Referring to fig. 11, the apparatus for processing a DigRF retransmission failure proposed in the present application includes a detecting unit 10, an informing unit 20, and a compensating unit 30. The detection unit 10 is configured to send a NACK frame of a retransmitted frame to the sender by the receiver when the receiver finds that a retransmission failure occurs in a frame transmitted through the DigRF protocol. The retransmission failure means that the receiver finds that an error occurs in a received frame and requires the transmitter to retransmit, and then the receiver finds that the received retransmitted frame is still in error. The frame in which retransmission fails is called a lost frame. The informing unit 20 is configured to inform the receiving side of the ID and/or the retransmission order of the data logical channel in the lost frame by the sending side after the sending side receives the NACK frame of the retransmission frame.

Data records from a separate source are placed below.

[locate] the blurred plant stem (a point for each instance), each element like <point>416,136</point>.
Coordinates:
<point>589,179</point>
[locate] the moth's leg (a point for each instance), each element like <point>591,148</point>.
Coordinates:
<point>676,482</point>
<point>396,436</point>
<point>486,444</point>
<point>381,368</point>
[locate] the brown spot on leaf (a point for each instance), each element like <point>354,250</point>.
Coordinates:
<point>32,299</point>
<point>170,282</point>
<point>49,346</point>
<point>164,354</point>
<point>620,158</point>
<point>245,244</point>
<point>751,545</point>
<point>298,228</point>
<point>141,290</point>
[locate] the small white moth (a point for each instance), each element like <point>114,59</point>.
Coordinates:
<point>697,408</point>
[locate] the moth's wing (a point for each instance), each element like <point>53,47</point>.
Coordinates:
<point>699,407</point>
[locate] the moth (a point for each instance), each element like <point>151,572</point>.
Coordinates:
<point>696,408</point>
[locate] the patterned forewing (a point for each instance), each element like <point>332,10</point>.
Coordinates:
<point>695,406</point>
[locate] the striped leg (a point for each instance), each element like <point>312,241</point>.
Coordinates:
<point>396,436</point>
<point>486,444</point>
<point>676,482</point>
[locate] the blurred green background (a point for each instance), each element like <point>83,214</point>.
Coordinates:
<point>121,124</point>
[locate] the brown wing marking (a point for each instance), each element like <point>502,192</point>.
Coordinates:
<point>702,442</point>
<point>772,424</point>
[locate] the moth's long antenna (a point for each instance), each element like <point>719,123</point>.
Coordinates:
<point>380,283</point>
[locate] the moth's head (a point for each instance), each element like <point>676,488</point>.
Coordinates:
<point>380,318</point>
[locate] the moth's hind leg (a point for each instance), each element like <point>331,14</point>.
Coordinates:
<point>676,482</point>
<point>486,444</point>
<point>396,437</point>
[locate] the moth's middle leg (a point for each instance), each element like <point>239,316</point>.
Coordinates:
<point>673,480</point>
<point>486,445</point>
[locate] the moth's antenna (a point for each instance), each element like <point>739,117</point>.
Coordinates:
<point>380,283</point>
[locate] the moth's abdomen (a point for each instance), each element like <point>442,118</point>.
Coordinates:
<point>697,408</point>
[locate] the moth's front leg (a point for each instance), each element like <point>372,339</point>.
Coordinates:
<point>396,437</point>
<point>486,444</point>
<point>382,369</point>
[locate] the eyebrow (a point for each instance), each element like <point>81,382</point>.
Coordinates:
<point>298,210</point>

The compensation unit 30 is configured to obtain the length of the lost frame and the attribution of the lost frame data after the receiving side receives the ID and/or the retransmission sequence of the data logical channel in the lost frame, and fill locally generated compensation data in the position of the lost frame.
Compared with a retransmission failure processing mechanism in the original DigRF V4 protocol, the DigRF retransmission failure processing method and the device can not only realize the alarm of retransmission failure, but also ensure the correctness of the data time sequence after the frame is lost, and can avoid the performance loss or call drop and the like caused by the traditional method by combining the coding gain and the HARQ mechanism of a communication system, thereby improving the overall robustness of the system.
The above are merely preferred embodiments of the present application and are not intended to limit the present application. Various modifications and changes may occur to those skilled in the art. Any modification, equivalent replacement, improvement and the like made within the spirit and principle of the present application shall be included in the protection scope of the present application.